Pomerantz LLP announces that a class action lawsuit has been filed against B Communications Ltd. (“B Communications” or the “Company”) and certain of its officers. The class action, filed in United States District Court, Southern District of New York, and docketed under 17-cv-04937, is on behalf of a class consisting of investors who purchased or otherwise acquired B Communications securities, seeking to recover compensable damages caused by defendants’ violations of the Securities Exchange Act of 1934.

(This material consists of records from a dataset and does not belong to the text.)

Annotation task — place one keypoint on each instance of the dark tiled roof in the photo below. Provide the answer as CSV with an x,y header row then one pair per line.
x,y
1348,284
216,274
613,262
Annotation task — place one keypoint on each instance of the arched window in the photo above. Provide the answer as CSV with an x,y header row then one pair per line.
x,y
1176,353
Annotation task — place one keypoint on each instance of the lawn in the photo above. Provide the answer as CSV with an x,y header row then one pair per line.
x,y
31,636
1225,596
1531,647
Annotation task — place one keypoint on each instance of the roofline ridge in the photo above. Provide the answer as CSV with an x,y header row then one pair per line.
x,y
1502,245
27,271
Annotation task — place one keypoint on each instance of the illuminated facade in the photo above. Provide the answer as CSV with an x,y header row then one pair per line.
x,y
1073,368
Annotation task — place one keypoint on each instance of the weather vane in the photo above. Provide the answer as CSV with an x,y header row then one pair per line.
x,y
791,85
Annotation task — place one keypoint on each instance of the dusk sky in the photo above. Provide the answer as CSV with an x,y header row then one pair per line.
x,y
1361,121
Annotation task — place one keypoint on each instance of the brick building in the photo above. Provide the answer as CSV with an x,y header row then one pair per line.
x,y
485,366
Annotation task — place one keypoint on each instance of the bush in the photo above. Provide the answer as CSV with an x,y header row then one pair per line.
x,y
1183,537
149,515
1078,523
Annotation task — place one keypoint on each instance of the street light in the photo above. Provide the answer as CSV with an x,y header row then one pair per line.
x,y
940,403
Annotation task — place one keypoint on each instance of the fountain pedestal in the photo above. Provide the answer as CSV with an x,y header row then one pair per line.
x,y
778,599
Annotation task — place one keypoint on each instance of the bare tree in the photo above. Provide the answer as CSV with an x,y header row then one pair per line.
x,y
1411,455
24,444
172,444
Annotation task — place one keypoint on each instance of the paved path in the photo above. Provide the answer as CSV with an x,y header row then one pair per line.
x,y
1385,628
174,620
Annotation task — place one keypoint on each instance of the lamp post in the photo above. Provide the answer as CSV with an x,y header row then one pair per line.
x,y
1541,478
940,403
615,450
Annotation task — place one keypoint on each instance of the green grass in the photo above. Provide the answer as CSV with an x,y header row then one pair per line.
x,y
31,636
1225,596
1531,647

B Communications Ltd provides various communications services for business and private customers in Israel. The company offers fixed-line telephony, fixed-line broadband Internet infrastructure access, Internet service provider, cellular telephony, international telephony, international and domestic data transfer and network, information and communication technology, pay television, multi-channel television, television and radio broadcasts, satellite broadcasts, and customer call center services, as well as other communications infrastructures and services.
B Communications is a subsidiary of Internet Gold–Golden Lines, itself a subsidiary of Eurocom Communications Ltd. (“Eurocom”), owned by Shaul Elovitch (“Elovitch”).
At all relevant times, Bezeq The Israel Telecommunication Corporation Limited (“Bezeq”) has existed as a subsidiary of B Communications. On or around June 24, 2015, Bezeq completed a merger with its subsidiary D.B.S., Satellite Services (1998) Ltd. (“DBS”), more commonly known by its trade name “YES”, a satellite television operator (the “Bezeq-YES Merger”). Prior to the merger, Bezeq held a 49.8% stake in YES, while Eurocom held a 50.2% stake in the YES. Pursuant to the merger, Bezeq paid Eurocom NIS 680 million to acquire its holdings in YES.
Through his ownership of Eurocom, at all relevant times Elovitch has exercised control over Eurocom, B Communications, and Bezeq, and has served at all relevant times as the Chairman of the Board of Directors at each of the three companies.
The complaint alleges that throughout the Class Period, Defendants made materially false and misleading statements regarding the Company’s business, operational and compliance policies. Specifically, Defendants made false and/or misleading statements and/or failed to disclose that: (i) Elovitch had engaged in illegal conduct in connection with the Bezeq-YES Merger; (ii) discovery of the foregoing conduct would subject B Communications and/or Bezeq to heightened regulatory scrutiny and potential criminal sanctions; and (iii) as a result of the foregoing, B Communications’ public statements were materially false and misleading at all relevant times.
On June 20, 2017, The Times of Israel reported that the Israel Securities Authority (“ISA”) had raided the offices of Bezeq and detained Elovitch. The ISA advised Bezeq that it was investigating “suspicions of violations of the securities law and the penal code relating to transactions connected to” Elovitch. The Israeli publication Globes reported that the ISA is investigating the Bezeq-Yes Merger, as well as payments the unit made to Eurocom under pressure from Elovitch.
Following this news, B Communications’ share price fell $1.00, or 4.65%, to close at $20.50 on June 20, 2017.